Hof ‘s-Hertogenbosch oordeelt dat de door het SVB en Nederlandse pensioenfondsen ingehouden buitenlandbijdrage Zorgverzekeringswet op de AOW en pensioenuitkeringen niet kwalificeert als een belasting en daarom niet verrekenbaar is met de inkomstenbelasting.

X woont sinds 1997 in Spanje. Over de jaren 2015, 2016 en 2017 ontvangt X een AOW-uitkering van de SVB en pensioenuitkeringen van drie Nederlandse pensioenfondsen.

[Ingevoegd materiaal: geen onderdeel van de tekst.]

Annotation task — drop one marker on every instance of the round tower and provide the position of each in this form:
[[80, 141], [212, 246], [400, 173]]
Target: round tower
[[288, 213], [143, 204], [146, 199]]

Zowel de SVB als de pensioenfondsen houden gedurende deze jaren een buitenlandbijdrage Zorgverzekeringswet in op de uitkeringen. X vermeldt in zijn aangiften IB de buitenlandbijdragen als loonheffing. De inspecteur verrekent de buitenlandbijdragen niet als voorheffing met de inkomstenbelasting. In geschil is of de ingehouden buitenlandbijdragen aangemerkt dienen te worden als een voorheffing die verrekenbaar is met de verschuldigde inkomstenbelasting.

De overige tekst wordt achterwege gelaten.